日本人を対象としたランダム化比較試験もあります。オメガ3脂肪酸の一種である「エイコサペンタエン酸(EPA)」を摂取した人は、摂取しなかった人よりも心筋梗塞の発症やそれによる死亡のリスクが、19%も低下したそうです。さらに、21個の観察研究のデータを統合解析したメタアナリシスでも、魚からオメガ3脂肪酸を1日0.1グラム摂取していた人は、乳がんになるリスクが低下したと報告されました。

魚の摂取量(オメガ3脂肪酸換算)と乳がんのリスクの関係

オメガ3脂肪酸は、マグロやカツオ、サンマ、イワシ、アジ、ブリのように背中が青い、いわゆる青魚に多く含まれる不飽和脂肪酸の一種。例えば、脂の乗ったマグロの「トロ」は、オメガ3脂肪酸の宝庫といえるでしょう。ちなみに、アマニ油、エゴマ油など植物由来のオメガ3脂肪酸もあります。

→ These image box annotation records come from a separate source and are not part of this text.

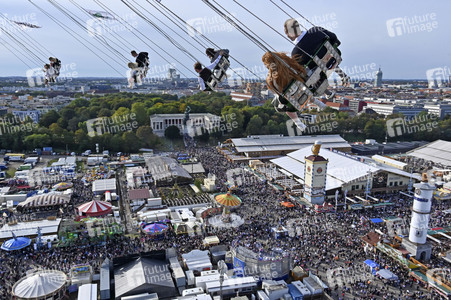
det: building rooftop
[232,134,350,152]
[407,140,451,166]
[271,147,420,190]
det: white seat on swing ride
[206,55,230,90]
[282,37,342,112]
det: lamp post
[218,260,227,300]
[365,171,371,200]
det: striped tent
[215,192,241,207]
[18,194,70,208]
[78,200,112,217]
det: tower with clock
[403,173,435,261]
[304,141,329,205]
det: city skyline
[0,0,451,82]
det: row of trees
[0,93,451,152]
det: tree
[24,134,51,150]
[246,115,263,135]
[132,102,150,126]
[39,110,60,127]
[222,106,244,136]
[70,98,89,107]
[164,125,180,140]
[136,126,159,147]
[122,131,141,152]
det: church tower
[304,141,329,205]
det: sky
[0,0,451,79]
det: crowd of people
[0,144,450,299]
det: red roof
[78,200,112,217]
[128,189,150,200]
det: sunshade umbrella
[1,232,31,251]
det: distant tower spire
[374,66,382,87]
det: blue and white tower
[403,173,435,261]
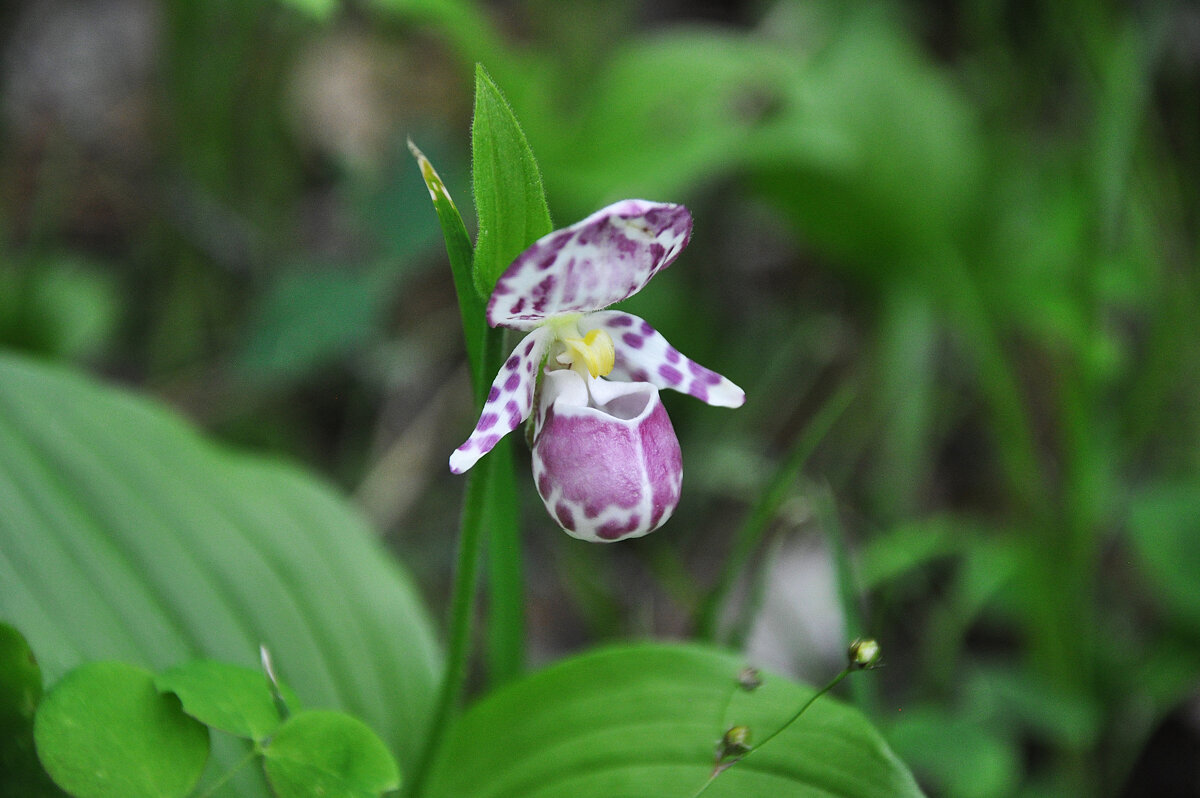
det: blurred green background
[0,0,1200,798]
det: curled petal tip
[580,311,746,407]
[450,329,551,474]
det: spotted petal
[578,311,746,407]
[450,328,552,474]
[487,199,691,330]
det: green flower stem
[404,440,494,796]
[691,666,854,798]
[404,142,524,796]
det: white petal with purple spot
[533,370,683,542]
[578,311,746,407]
[450,328,553,474]
[487,199,691,330]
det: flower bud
[847,637,882,671]
[738,665,762,692]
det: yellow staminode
[563,330,616,377]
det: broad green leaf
[155,660,295,742]
[470,65,552,298]
[426,644,920,798]
[263,712,400,798]
[0,623,64,798]
[0,355,439,794]
[0,623,42,733]
[34,662,209,798]
[1129,485,1200,630]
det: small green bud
[738,666,762,692]
[716,726,750,764]
[848,637,881,671]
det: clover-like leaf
[34,662,209,798]
[155,660,299,742]
[263,710,400,798]
[470,65,553,296]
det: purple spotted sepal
[533,368,683,542]
[487,199,691,330]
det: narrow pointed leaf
[470,65,553,298]
[408,142,491,403]
[263,710,400,798]
[424,644,922,798]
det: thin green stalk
[196,746,259,798]
[406,142,524,796]
[817,487,880,718]
[404,448,494,796]
[487,422,526,688]
[696,384,856,641]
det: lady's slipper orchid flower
[450,199,745,541]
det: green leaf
[34,662,209,798]
[0,355,440,794]
[155,660,299,742]
[408,140,492,404]
[0,623,42,733]
[470,65,553,296]
[425,644,920,798]
[263,712,400,798]
[0,623,64,798]
[1129,485,1200,630]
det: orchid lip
[533,370,683,542]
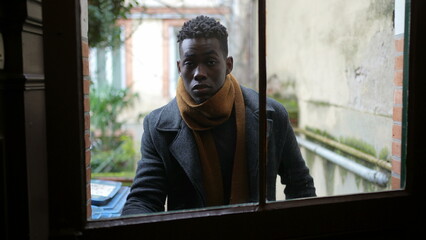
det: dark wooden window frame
[42,0,426,239]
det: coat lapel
[169,121,205,202]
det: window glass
[266,0,406,200]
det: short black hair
[177,15,228,57]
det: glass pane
[89,0,258,219]
[266,0,405,200]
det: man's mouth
[192,84,210,93]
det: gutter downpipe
[296,136,389,186]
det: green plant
[90,85,142,173]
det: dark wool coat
[122,87,315,215]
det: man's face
[177,38,233,103]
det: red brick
[86,183,92,218]
[83,79,90,95]
[395,38,404,52]
[392,160,401,175]
[84,149,92,167]
[84,113,90,130]
[395,55,404,70]
[81,41,89,58]
[84,96,90,112]
[83,58,90,76]
[393,70,403,87]
[392,141,401,158]
[392,124,402,140]
[84,133,91,148]
[392,107,402,122]
[86,167,92,183]
[393,89,402,105]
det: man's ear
[176,60,180,76]
[226,57,234,75]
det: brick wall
[391,34,404,189]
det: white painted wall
[267,0,403,198]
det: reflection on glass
[89,0,258,219]
[266,0,404,200]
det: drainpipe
[296,136,389,187]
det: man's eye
[183,61,194,67]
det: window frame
[42,0,426,239]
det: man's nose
[194,64,207,81]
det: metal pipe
[296,137,389,186]
[294,128,392,171]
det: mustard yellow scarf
[176,74,249,206]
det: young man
[123,16,315,215]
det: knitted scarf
[176,74,249,206]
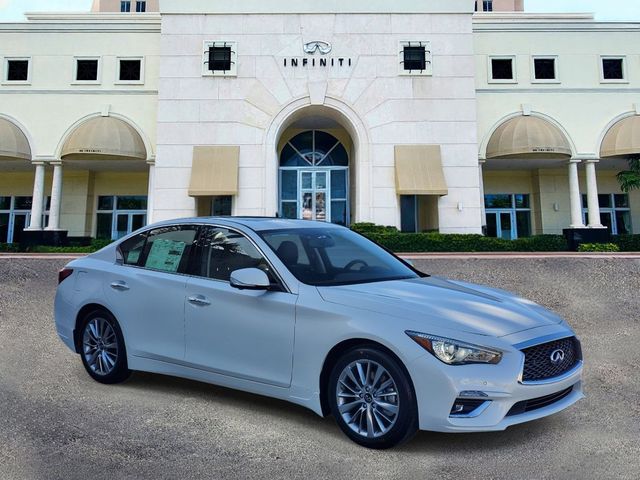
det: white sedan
[55,218,583,448]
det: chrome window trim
[115,223,293,294]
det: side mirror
[230,268,271,290]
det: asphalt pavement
[0,258,640,480]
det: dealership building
[0,0,640,243]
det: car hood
[318,277,562,337]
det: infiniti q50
[55,218,583,448]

つまり、青魚を毎日のように食べていれば、心筋梗塞や乳がんにかかりにくくなる可能性が高いわけです。毎日の献立の中に、青魚をなるべく採用することをお勧めします。なお、オメガ3脂肪酸の場合、それを含んだサプリメントもよく出回っていますが、魚は、ほかの栄養素も豊富なので、できれば魚を丸ごと食べましょう。

牛肉、豚肉、鶏肉、体に悪いのはどれ?

肉は極めて旗色が悪いのが現状

肉食派の皆さんにとっては残念ですが、健康に対する効果という点では、肉は極めて旗色が悪いのが現状です。

赤い肉と白い肉

有名になったエビデンスは、世界保健機関(WHO)の専門組織である「国際がん研究機関」が、2015年に発表したレポートでしょう。その中で、世界各国の研究データに基づいて、加工肉を「発がん性あり」、赤い肉も「おそらく発がん性あり」とリスク分類したのです。加工肉の発がん性のリスクは、タバコやアスベストと同じランク。ここで注意が必要なのは、このランクはがんとの関連性の「確からしさ」によって決まるのであり、影響の強さは関係ありません。つまり、発がん性があるという強いエビデンスがあるものの、リスクをごくわずかしか上げないと報告されているものもあるので、ランクだけで一概に評価することはできません。

この「国際がん研究機関」のレポートによると、加工肉の1日当たりの摂取量が50グラム増えるごとに、大腸がんのリスクが18%上がると報告されています。また、赤い肉を1日100グラム摂取していると、大腸がんのリスクが17%増えるとされました。国立がん研究センターの研究者が、日本人約8万人を8~11年追跡調査した研究でも、加工肉や赤い肉の摂取量が増えるにつれ、結腸がんのリスクが高まる傾向だったそうです。